Before you start thinking I'm some kind of Luddite, realize that I've been doing technology consulting for over a decade. I believe there are times students ought to be using computers individually or in groups, and other times they should be in classrooms interacting with a teacher. But putting people together in a classroom only to isolate them behind computers doesn't make sense.
I'll grant that the Department of Defense's needs differ from the general public's, and that the setup described above may work for the National Guard in certain situations. It's relatively easy to get a group of Guards together in a classroom. Their teacher, or Subject Matter Expert, (SME... it wouldn't be a real business if it didn't have acronyms...) may have more people to teach than can gather in one place. I'll bet that a teaching method that wouldn't be very popular with just us folks might work well for the Guard.
I'll also grant that there are lots of good reasons to use the Internet to reach outside of the classroom to bring remote teaching resources into students' reach.
But when K-12 teachers dream of using this setup to teach math to adolescents, they're not thinking straight. Subjects that can only be taught effectively by creating a rich, instantaneous interaction between a dynamic teacher and a curious student will wither on the network vine -- a vine subject to transmission delays and technical glitches. Factor in a teacher who hasn't been taught how to effectively use the technology, or a group of students who'd rather do anything but discuss what to them is surely the most boring topic in the universe, and you've got a very expensive, high tech, completely modern prescription for failure.
I'm not saying don't use computers in the classroom. I am saying to think hard about how we apply them. Replacing human interaction with computer interactivity is rarely an improvement.
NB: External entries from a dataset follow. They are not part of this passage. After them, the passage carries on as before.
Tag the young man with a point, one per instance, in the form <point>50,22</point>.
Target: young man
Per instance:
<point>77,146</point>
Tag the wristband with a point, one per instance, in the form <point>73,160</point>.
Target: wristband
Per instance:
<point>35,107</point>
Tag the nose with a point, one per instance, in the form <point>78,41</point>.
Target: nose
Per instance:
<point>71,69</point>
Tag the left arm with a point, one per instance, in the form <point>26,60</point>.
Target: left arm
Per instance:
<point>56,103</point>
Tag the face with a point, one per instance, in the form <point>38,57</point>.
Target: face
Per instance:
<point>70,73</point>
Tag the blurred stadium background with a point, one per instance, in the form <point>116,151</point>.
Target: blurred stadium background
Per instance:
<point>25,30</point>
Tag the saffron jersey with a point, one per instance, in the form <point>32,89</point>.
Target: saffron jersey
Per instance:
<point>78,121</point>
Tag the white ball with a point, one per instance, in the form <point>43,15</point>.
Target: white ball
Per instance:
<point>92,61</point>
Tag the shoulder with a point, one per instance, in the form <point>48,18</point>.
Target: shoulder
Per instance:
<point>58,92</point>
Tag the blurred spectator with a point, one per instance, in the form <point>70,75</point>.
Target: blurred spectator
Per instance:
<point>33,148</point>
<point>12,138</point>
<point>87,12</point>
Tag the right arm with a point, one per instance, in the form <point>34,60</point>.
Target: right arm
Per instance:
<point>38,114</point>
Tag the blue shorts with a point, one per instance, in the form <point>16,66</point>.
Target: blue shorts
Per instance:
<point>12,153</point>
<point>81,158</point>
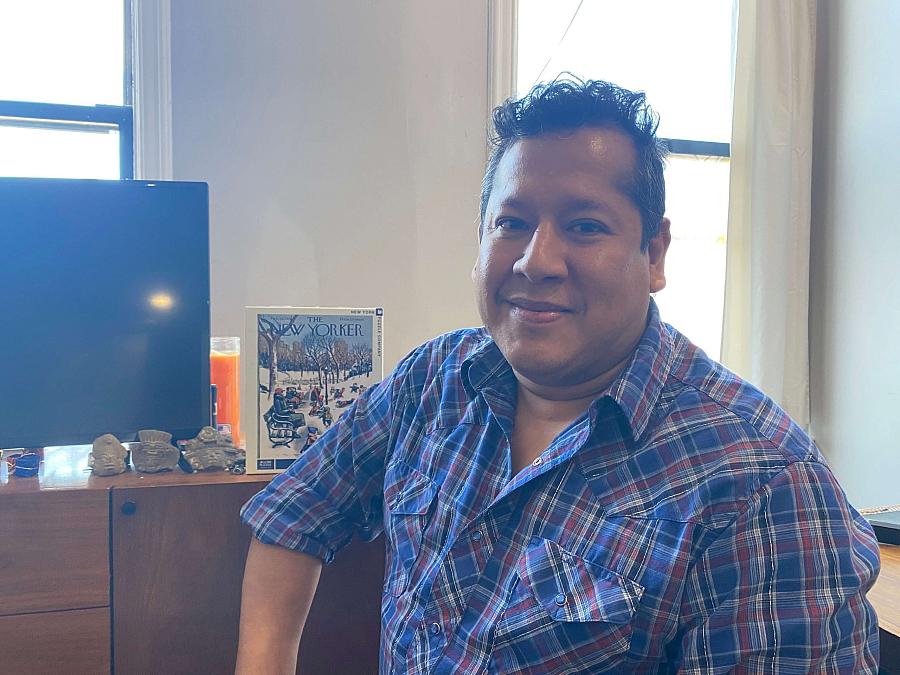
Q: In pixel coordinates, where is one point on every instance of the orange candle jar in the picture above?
(224, 372)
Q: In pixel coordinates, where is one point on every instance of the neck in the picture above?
(563, 402)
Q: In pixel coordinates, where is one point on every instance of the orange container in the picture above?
(224, 372)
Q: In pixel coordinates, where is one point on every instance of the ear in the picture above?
(656, 251)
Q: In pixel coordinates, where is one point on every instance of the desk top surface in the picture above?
(885, 594)
(66, 468)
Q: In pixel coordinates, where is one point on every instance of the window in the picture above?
(680, 54)
(65, 89)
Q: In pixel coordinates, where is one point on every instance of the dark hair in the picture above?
(569, 103)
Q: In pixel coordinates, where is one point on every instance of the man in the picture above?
(574, 488)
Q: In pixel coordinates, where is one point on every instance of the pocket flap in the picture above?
(412, 496)
(570, 588)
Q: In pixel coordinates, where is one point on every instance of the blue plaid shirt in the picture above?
(683, 524)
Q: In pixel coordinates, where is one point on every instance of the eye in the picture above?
(510, 225)
(588, 227)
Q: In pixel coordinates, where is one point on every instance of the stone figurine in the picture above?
(107, 456)
(154, 452)
(209, 450)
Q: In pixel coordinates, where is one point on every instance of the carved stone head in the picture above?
(107, 456)
(154, 452)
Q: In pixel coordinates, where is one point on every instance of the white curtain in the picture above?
(765, 324)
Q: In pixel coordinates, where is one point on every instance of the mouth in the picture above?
(536, 311)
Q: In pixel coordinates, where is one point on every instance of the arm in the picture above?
(272, 617)
(782, 588)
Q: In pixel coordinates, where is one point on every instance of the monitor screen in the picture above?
(104, 318)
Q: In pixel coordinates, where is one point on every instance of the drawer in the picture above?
(54, 551)
(76, 641)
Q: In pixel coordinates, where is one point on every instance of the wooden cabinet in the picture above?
(142, 574)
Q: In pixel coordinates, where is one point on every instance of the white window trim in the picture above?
(152, 68)
(502, 50)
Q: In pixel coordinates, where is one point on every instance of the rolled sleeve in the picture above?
(335, 488)
(782, 589)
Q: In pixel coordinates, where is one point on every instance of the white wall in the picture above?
(855, 285)
(343, 144)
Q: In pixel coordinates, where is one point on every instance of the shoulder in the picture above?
(437, 360)
(719, 441)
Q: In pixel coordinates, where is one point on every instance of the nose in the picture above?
(544, 256)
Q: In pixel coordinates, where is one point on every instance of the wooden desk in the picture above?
(885, 594)
(885, 597)
(141, 573)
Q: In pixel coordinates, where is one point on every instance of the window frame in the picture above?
(96, 118)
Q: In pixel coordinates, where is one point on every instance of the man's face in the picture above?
(562, 282)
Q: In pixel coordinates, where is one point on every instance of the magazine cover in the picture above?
(304, 367)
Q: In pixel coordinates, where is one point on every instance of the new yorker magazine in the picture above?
(304, 367)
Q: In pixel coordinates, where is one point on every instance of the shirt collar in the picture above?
(636, 390)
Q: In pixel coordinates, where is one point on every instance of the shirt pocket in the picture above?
(408, 502)
(568, 601)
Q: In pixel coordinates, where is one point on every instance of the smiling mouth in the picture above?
(536, 312)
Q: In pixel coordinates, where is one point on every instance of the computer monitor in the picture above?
(104, 309)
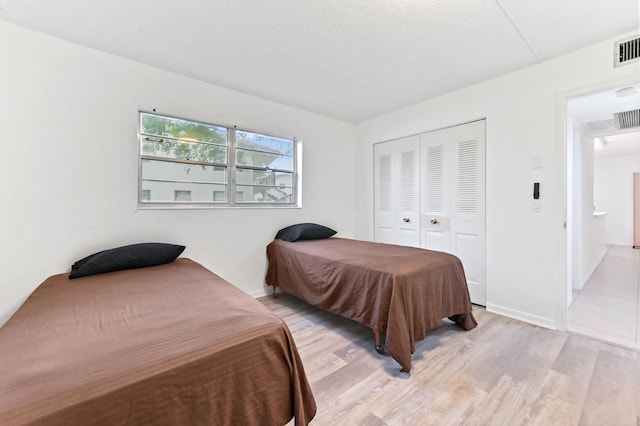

Let me be clear: distributed education will change the world of education as we've come to know it. Any teaching institution that isn't studying the topic very carefully has its head in the sand. But rushing to apply the latest technology to education the way we applied nuclear technology to diplomacy will inevitably blow up in our face. The only people guaranteed to profit will be the computer makers. The benefits for teachers and students will be much less clear.